I was able to "prove" by induction that $\forall n \in \mathbb{N} (n\geq 2 \implies n!>2^n)$. Where did I go wrong? Edit: I have made a mistake when introducing the induction step for the statement. The actual induction step is of the form:
$\forall n((n\geq2 \implies n!>2^n) \implies (n+1\geq2 \implies (n+1)!>2^{n+1}))$
In my "proof", I used the following instead:
$\forall n((n\geq2 \implies n!>2^n) \implies (n\geq2 \implies (n+1)!>2^{n+1}))$
This may or may not affect the actual proof. Maybe with this difference, I won't be able to prove the inductive step anymore. I'll have to give it some more tries. The rest of the answer remains unchanged.
The universe is the set of natural numbers, the smallest being 0. We want to prove that $\forall n\geq4:n!>2^n$. We can prove this by induction by proving the base step and the inductive step.
Base step
$4!>2^4$
$24>16$
$true$
Inductive step: (Let's just assume I proved the induction step here, because it's the same in both cases, and irrelevant to my actual problem. I think the inductive step is always true as long as $n>1$, which is also always true because we assumed that $n>=4$)
Now see what happens when I rewrite my problem in the following way
$\forall n:n\geq4 \implies n!>2^n$
If I try to solve this modified expression with induction, by Peano's final axiom of induction, I would have to start with a base case of 0 (or 1, doesn't matter).
$0\geq 4 \implies 0!>2^0$
$false \implies 0!>2^0$
$true$
The problem is, what if I try to prove that the same statement is true for all $n\geq 2$ instead?
In the case of $\forall n\geq2:n!>2^n$, the base case is false, because
$2!>2^2$
$2>4$
$false$
But in the case of $\forall n:n\geq2 \implies n!>2^n$, the base case is still vacuously true for $n=0$, and still proves the inductive step for all $n\geq 2$. However, the statement is undeniably false. So where did I go wrong in my proof?
For the sake of being completely clear, I will include my inductive step of the second statement as well.
$\forall n((n\geq2 \implies n!>2^n) \implies (n\geq2 \implies (n+1)!>2^{n+1}))$
This is the same as saying
$\forall n((n>1 \implies n!>2^n) \implies (n>1 \implies (n+1)!>2^{n+1}))$
By laws of propositional logic, this statement is equivalent with the following:
$\forall n(n>1 \land n!>2^n \implies (n+1)!>2^{n+1})$
$\forall n(n>1 \land n!>2^n \implies (n+1)\cdot n!>2\cdot 2^n)$
$\forall n(n>1 \land n!>2^n \implies n!>2\cdot 2^n/(n+1))$
The upper statement is implied by the one below:
$\forall n(n>1 \land n!>2^n \implies n!>2^n\land 2^n>2\cdot 2^n/(n+1))$
$\forall n(n>1 \land n!>2^n \implies true \land 1>2/(n+1))$
$\forall n(n>1 \land n!>2^n \implies n+1>2)$
$\forall n(n>1 \land n!>2^n \implies n>1)$
$true$
So where did my "proof" go wrong?
 A: 
(Let's just assume I proved the induction step here, because it's the same in both cases, and irrelevant to my actual problem.)

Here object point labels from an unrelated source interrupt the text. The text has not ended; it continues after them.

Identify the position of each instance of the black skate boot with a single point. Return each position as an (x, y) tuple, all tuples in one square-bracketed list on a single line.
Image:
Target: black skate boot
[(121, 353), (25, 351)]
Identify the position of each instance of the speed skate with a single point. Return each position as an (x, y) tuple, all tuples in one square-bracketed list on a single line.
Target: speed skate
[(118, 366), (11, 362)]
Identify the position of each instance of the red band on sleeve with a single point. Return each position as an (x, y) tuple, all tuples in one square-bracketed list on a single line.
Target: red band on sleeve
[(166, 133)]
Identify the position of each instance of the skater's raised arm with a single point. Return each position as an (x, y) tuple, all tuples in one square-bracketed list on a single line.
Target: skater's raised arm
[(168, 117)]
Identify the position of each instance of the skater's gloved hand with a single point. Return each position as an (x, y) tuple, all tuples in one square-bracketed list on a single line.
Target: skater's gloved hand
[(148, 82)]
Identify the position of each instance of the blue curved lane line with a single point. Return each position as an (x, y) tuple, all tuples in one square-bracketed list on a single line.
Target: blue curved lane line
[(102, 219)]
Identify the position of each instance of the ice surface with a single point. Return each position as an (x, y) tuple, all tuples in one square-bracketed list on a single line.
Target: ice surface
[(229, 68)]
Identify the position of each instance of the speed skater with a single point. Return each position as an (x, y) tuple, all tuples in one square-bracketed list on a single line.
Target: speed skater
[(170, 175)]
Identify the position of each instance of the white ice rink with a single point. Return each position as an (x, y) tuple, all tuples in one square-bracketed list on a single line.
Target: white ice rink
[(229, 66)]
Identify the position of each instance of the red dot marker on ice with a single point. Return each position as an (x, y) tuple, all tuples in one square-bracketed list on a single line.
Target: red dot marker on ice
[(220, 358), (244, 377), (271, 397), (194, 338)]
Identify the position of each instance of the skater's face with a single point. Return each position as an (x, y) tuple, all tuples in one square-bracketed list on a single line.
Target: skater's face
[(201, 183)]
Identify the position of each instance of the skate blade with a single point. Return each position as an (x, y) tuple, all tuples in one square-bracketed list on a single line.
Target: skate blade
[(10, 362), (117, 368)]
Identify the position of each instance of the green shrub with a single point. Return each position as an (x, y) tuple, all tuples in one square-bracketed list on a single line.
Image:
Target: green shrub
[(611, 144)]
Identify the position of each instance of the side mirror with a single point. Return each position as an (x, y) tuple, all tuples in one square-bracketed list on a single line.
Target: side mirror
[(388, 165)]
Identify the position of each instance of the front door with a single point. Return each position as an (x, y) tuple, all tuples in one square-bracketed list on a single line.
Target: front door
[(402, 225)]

It's a shame you said this, because the details of the induction step are totally going to matter for your actual problem.
The reason is that when you do the induction step, attempting to prove $\forall n: (P(n) \implies P(n+1))$, the induction hypothesis you are allowed to start with will change each time you change the statement you are trying to prove by induction.

*

*When you try to prove $\forall n \geq 4: n! > 2^n$ your induction hypothesis is of the form is of the form $n! > 2^n$ and the proof is a mechanical calculation.

*When you try to prove $\forall n: (n \geq 4 \implies n! > 2^n)$ your induction hypothesis is of the form $(n \geq 4 \implies n! > 2^n)$. The induction step with this assumption works when $n \geq 4$ (the premise of the implication is true, so you get the inequality $n! > 2^n$ and can do the calculation as before) and when $n \leq 2$ (the statement for $n+1$ is a vacuously true implication and can be proved without the hypothesis). But there is a problem when $n = 3$, because the statement at $n$ doesn't give you the inequality but the statement at $n+1$ isn't vacuously true.
In fixing this, you end up re-proving the $n=4$ base case.

*When you try to prove $\forall n: (n \geq 2 \implies n! > 2^n)$ your induction hypothesis is of the form $(n \geq 2 \implies n! > 2^n)$. Now you get a problem at $n = 1$: you don't get that the statement is vacuously true for $n+1=2$ and you don't get the inequality from the implication in your hypothesis. When you try to fix it this time, you find that the statement is actually false at the $n=2$ case.